I was finally convinced to purchase a pressure cooker! The lure of cooking beans in a matter of minutes rather than hours was so compelling that I caved, and I love it!!!!  I have always been afraid of this kitchen tool, not because of personal experience or anything.  I just imagined scalding water and food exploding across my kitchen!  I have been assured that the new versions are much safer (as long as you follow the directions).  Although on first try I did make my husband and daughter stay out of the kitchen just in case, and I stood on the other side of the room eying the sputtering contraption with ill-ease.

  I made 4 different kinds of beans yesterday!  I had to try it out and figured I might just as well get some beans in the freezer for future meals while I was at it!

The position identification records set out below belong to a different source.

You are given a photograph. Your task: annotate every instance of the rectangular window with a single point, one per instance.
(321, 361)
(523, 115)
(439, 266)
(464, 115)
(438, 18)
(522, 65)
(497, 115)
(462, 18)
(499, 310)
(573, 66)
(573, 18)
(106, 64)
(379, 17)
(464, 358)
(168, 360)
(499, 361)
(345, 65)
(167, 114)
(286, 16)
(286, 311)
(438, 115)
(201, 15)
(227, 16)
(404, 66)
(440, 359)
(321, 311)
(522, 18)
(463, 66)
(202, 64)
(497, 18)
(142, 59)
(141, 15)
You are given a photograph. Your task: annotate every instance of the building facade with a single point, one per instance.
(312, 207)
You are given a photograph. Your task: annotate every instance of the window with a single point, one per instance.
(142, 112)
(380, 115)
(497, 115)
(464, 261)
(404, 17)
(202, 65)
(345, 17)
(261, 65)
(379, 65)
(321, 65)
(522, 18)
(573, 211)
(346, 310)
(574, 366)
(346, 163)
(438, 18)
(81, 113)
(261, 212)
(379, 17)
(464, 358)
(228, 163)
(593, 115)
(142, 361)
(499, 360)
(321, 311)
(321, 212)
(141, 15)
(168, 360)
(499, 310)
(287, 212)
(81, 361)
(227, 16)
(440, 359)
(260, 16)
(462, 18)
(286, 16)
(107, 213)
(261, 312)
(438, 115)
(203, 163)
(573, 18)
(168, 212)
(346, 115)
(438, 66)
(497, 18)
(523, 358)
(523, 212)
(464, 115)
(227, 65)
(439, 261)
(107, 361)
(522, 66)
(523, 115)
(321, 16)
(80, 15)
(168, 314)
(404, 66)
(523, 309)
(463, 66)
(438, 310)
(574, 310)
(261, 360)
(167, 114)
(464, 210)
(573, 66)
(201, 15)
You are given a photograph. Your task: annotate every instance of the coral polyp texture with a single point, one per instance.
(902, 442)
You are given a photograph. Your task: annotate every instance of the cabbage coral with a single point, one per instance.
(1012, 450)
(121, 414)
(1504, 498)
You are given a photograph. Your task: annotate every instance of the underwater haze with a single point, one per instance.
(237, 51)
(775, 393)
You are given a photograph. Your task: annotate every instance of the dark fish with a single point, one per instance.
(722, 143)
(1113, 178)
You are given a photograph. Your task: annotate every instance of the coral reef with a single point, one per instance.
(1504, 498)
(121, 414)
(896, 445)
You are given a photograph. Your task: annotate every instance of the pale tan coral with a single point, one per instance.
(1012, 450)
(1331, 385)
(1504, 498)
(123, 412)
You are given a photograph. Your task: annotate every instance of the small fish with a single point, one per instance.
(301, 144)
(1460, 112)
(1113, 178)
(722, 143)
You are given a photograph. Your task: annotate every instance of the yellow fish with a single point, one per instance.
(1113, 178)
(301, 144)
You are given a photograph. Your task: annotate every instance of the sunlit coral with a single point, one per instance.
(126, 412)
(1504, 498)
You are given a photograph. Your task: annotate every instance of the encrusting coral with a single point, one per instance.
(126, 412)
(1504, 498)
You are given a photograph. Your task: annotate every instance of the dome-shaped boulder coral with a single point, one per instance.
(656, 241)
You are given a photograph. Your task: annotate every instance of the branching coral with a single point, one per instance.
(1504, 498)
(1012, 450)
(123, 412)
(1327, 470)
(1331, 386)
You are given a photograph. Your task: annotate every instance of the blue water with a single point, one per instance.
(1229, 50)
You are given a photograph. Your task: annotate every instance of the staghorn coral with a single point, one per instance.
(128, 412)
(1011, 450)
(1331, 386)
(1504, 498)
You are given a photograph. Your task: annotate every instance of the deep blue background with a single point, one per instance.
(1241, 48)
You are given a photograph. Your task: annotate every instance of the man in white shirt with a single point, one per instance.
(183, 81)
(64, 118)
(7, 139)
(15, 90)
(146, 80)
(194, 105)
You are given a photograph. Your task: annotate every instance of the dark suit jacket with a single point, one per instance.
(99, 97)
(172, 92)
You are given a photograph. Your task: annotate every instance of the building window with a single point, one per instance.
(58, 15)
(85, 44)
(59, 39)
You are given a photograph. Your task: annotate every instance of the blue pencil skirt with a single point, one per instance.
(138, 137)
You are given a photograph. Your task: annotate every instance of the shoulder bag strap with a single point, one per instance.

First try was black eyed peas, then pinto beans, then red beans then black beans.  Guess what we are eating  this week!!?

I must say that this will take some experimenting.  I have found so far that they cook faster than the times given most places (unless most people like mushy beans).  The red beans in particular I overcooked a bit.  The happy part of that is that I was able to try out a new recipe (old but new again).  I have made these before but not with great results.  Beany Brownies!!!!

I don’t remember where I first came across this recipe but here is my own variation. Last time I made these, as directed, I mashed the beans – this left the bean skins still intact.  Beans skins are not desirable in brownies!!  So this time with my overcooked red beans I blended them to silky smoothness first.  Perfect! 

These are not cakey at all.  I would describe them as mousse-like brownies – lovely overall!!

Beany Brownies
1/2 cup soaked dates
1/4 cup honey
1/2 cup walnuts
1/2 cup melted butter (you could use coconut oil)
1/2 tsp vanilla
1/8 cup instant coffee granules
2 eggs
Put all above in a blender and blend till smooth then mix with below ingredients
1/2 cup cocoa powder
1 cup pureed beans (black or red beans)
Pour into a parchment lined 8×8 pan
Bake 325 for 45 minutes
These will firm up as they cool and taste best if refrigerated.

my red beans – slightly overcooked

I am slowly correcting the times in my little booklet on how to cook with the pressure cooker

into the blender we go!

nice and smooth – no skins for these brownies!

blend other ingredients in blender too then mix in a bowl together and taste the loveliness!

into the oven with parchment paper

yum!  gorgeous!

fudgey and wonderful!!! but wait till cool for real!!!

1 Comment

  • Anonymous

    Jodie,

    I love your blog! It's so much fun to read and you have such great recipes! I have had these brownies before, just slightly different recipe, and they are delicious! Hope you guys are doing well!